The following are the detailed definitions:
Recall refers to the ratio of all correctly classified faults to all faults.
$$\begin{aligned} \text{ Recall } =\frac{T P}{T P+F N}. \end{aligned}$$
(3)
Precision is defined as the proportion of fault changes correctly identified relative to the total number of fault classifications made incorrectly, which is given as
$$\begin{aligned} \text{ Precision } =\frac{T P}{T P+F P}. \end{aligned}$$
(4)
F1 scores An integrated metric that merges both recall and precision rates, representing the harmonic mean of precision and recall, which is defined as
$$\begin{aligned} F1=\frac{2 \times \text{ precision } \times \text{ recall } }{ \text{ precision } + \text{ recall } }. \end{aligned}$$
(5)
AUC The Area Under the Curve (AUC) of the Receiver Operating Characteristic (ROC) is a critical evaluation metric used in the field of real-time Source Code Defect Prediction (SDP) research. When assessing the performance of a model classifier, the ROC curve is constructed by setting various classification thresholds. The x-axis (abscissa) of the ROC curve denotes the false positive rate (FP rate), while the y-axis (ordinate) represents the true positive rate (TP rate). The ROC curve is composed of the coordinate points derived from each classification threshold’s pair of FP and TP rates. The AUC, the area beneath the ROC curve, varies from 0 to 1, with higher values indicating better model performance.
Effort-aware evaluation measures
Effort-aware conditions are implemented when testing resources are constrained or deadlines are imminent, representing the typical context in which defect prediction techniques are applied in real-world scenarios. Under such conditions, only a limited number of the predicted defect instances can be examined. Hence, in effort-aware scenarios, assessing the predictive performance using measures specifically tailored to these circumstances is essential. In this study, we utilize the PofB20 metric as the evaluation criterion for the effort-aware condition.
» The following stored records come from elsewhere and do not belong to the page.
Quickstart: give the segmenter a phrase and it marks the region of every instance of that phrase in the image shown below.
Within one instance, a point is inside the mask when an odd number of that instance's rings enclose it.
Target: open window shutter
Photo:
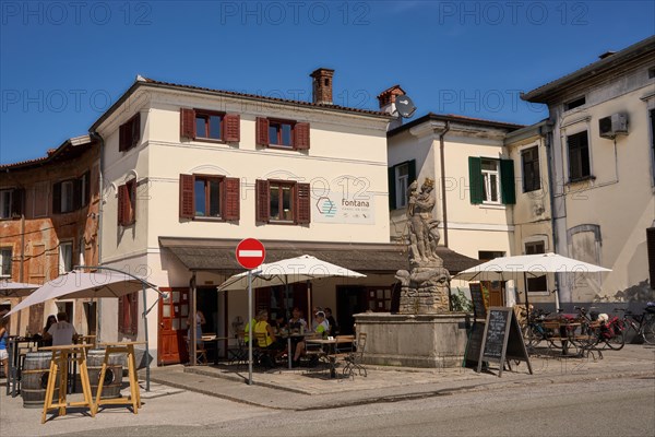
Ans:
[[[223,118],[225,126],[224,141],[228,143],[238,143],[241,141],[241,117],[238,114],[226,114]]]
[[[86,172],[84,174],[84,205],[87,205],[91,202],[91,172]]]
[[[296,186],[297,204],[296,209],[297,217],[296,223],[302,225],[311,222],[311,188],[309,184],[298,184]]]
[[[11,193],[11,215],[22,215],[25,204],[25,190],[16,188]]]
[[[269,198],[269,181],[257,179],[254,182],[255,220],[261,223],[269,223],[271,218],[271,200]]]
[[[225,178],[223,182],[225,193],[224,196],[224,211],[223,217],[225,220],[239,220],[240,214],[240,185],[238,178]]]
[[[257,145],[269,145],[269,119],[258,117],[255,121]]]
[[[129,196],[126,199],[126,221],[128,224],[136,223],[136,179],[128,186]]]
[[[126,332],[124,317],[126,317],[126,300],[128,296],[120,296],[118,298],[118,332]]]
[[[500,199],[503,204],[516,203],[514,185],[514,162],[512,160],[500,160]]]
[[[61,182],[52,186],[52,212],[55,214],[61,212]]]
[[[189,140],[195,140],[195,110],[180,109],[180,135]]]
[[[416,160],[407,161],[407,187],[416,180]]]
[[[193,175],[180,175],[180,217],[193,218],[195,216],[195,205],[193,203],[193,185],[195,178]]]
[[[471,203],[483,203],[483,160],[468,156],[468,179],[471,184]]]
[[[130,147],[135,146],[141,141],[141,113],[136,113],[130,122]]]
[[[124,225],[127,222],[126,202],[128,200],[128,186],[121,185],[120,187],[118,187],[118,224],[120,226]]]
[[[82,179],[73,180],[73,210],[82,206]]]
[[[139,330],[139,293],[130,295],[130,330],[129,333],[136,335]]]
[[[395,166],[388,168],[389,173],[389,210],[395,210]]]
[[[294,126],[294,149],[309,150],[309,123],[301,122]]]
[[[646,250],[648,253],[648,274],[651,290],[655,290],[655,227],[646,228]]]

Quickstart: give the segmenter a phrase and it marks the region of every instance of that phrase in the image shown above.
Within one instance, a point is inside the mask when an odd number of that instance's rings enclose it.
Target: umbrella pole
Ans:
[[[252,386],[252,270],[248,271],[248,385]]]

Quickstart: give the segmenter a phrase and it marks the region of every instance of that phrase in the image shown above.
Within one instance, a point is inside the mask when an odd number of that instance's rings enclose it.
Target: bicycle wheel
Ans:
[[[647,320],[644,320],[642,335],[646,343],[655,344],[655,317],[650,316]]]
PofB2067 is a measure designed to quantify the proportion of defects a programmer can identify by examining 20% of the Lines of Code (LOC). This metric becomes applicable once the programmer has inspected 20% of the LOC within the test dataset. At this juncture, the PofB20 scores are expressed as the percentage of faults uncovered due to the inspection process. The possible range for PofB20 values lies between 0 and 1, where a higher value signifies a more efficient model performance. Essentially, this metric offers a focused lens on the model’s capability to prioritize and reveal the most significant defects early in the inspection process, thus serving as an essential indicator of the model’s practical utility in streamlining defect detection efforts under constrained conditions.
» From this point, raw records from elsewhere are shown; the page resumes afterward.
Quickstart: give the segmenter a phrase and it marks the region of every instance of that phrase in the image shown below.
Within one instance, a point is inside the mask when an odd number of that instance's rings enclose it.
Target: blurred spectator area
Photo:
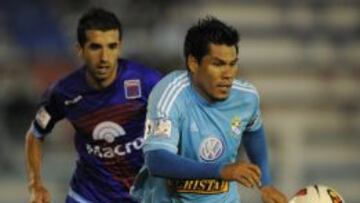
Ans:
[[[0,172],[13,174],[7,177],[13,177],[8,181],[14,188],[25,184],[25,179],[13,180],[24,174],[19,164],[23,136],[36,102],[51,82],[80,64],[74,49],[77,20],[93,5],[113,10],[122,20],[125,57],[163,73],[184,67],[183,39],[199,17],[213,15],[236,27],[241,32],[239,76],[260,92],[275,184],[288,196],[305,185],[325,184],[347,202],[360,202],[359,1],[1,0],[0,4],[0,149],[18,152],[10,159],[0,151]],[[72,161],[73,151],[57,144],[71,142],[69,129],[61,124],[48,138],[47,157]],[[58,164],[52,163],[45,157],[45,173],[57,169]],[[46,173],[52,190],[59,191],[55,197],[59,202],[70,173],[71,169],[57,176]],[[5,191],[0,192],[5,198],[1,202],[25,201],[25,191],[15,197],[3,184],[0,191]],[[245,202],[257,202],[251,193],[241,192]]]

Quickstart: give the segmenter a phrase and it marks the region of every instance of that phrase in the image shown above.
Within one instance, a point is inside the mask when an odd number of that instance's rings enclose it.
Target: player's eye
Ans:
[[[225,63],[223,61],[215,60],[212,62],[212,65],[214,65],[216,67],[221,67],[221,66],[225,65]]]
[[[100,46],[100,44],[90,44],[90,45],[89,45],[89,49],[95,51],[95,50],[101,49],[101,46]]]
[[[118,43],[111,43],[109,44],[110,49],[116,49],[118,47]]]

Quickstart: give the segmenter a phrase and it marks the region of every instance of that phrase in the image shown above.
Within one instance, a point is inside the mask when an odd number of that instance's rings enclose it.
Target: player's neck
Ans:
[[[111,74],[108,78],[103,80],[97,80],[89,72],[86,72],[86,82],[89,84],[90,87],[96,90],[102,90],[109,87],[116,79],[117,75],[117,68],[114,70],[114,73]]]

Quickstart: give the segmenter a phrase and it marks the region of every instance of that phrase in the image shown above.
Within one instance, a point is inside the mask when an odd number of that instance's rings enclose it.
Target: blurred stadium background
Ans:
[[[1,0],[0,202],[27,202],[24,134],[41,93],[80,64],[75,29],[90,5],[116,12],[124,56],[167,73],[184,67],[186,29],[214,15],[242,34],[241,77],[261,93],[272,174],[288,196],[309,184],[360,202],[360,1]],[[57,126],[43,178],[64,202],[76,154],[72,129]],[[261,202],[240,188],[244,202]]]

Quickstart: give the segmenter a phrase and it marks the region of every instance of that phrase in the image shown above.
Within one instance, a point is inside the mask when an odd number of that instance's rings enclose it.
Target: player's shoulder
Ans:
[[[150,103],[165,114],[170,113],[175,103],[184,101],[184,90],[190,86],[188,72],[177,70],[167,74],[158,82],[150,94]]]
[[[249,97],[259,97],[259,92],[256,89],[255,85],[253,85],[251,82],[243,79],[235,79],[232,85],[233,92],[243,97],[244,95],[247,95]]]
[[[165,93],[164,91],[166,89],[171,89],[169,91],[174,92],[176,89],[183,88],[189,84],[190,79],[188,77],[188,72],[185,70],[176,70],[164,76],[155,85],[153,91],[161,95]]]
[[[135,75],[145,76],[145,78],[161,76],[161,74],[154,68],[146,66],[134,60],[120,59],[119,63],[126,66],[127,70],[131,71],[131,73]]]
[[[49,89],[53,92],[74,91],[83,86],[85,81],[85,70],[83,67],[76,69],[59,80],[55,81]]]

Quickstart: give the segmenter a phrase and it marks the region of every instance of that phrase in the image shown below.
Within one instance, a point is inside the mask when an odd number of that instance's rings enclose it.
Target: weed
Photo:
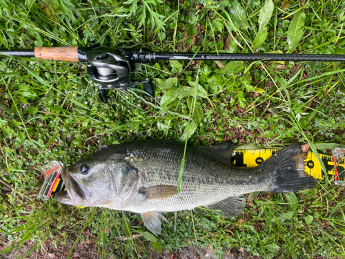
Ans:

To calculate the PofB20 metric, we initiate the process by arranging the instances within the test files in descending order according to their confidence levels-the model’s assessed probabilities that each instance is likely defective. A higher confidence level suggests a greater likelihood of an instance being defective. Subsequently, we tally both the lines of code that have been scrutinized and the defects that have been uncovered in the process. The inspection halts once 20% of the Lines of Code (LOC) in the test dataset have been reviewed. At this point, the proportion of detected defects relative to this 20% examination is recorded as the PofB20 score. Essentially, a superior PofB20 score signifies the model’s enhanced efficiency in uncovering a larger number of bugs by examining a constrained segment of the LOC, highlighting the model’s effectiveness in prioritizing code segments that are most probable to contain defects.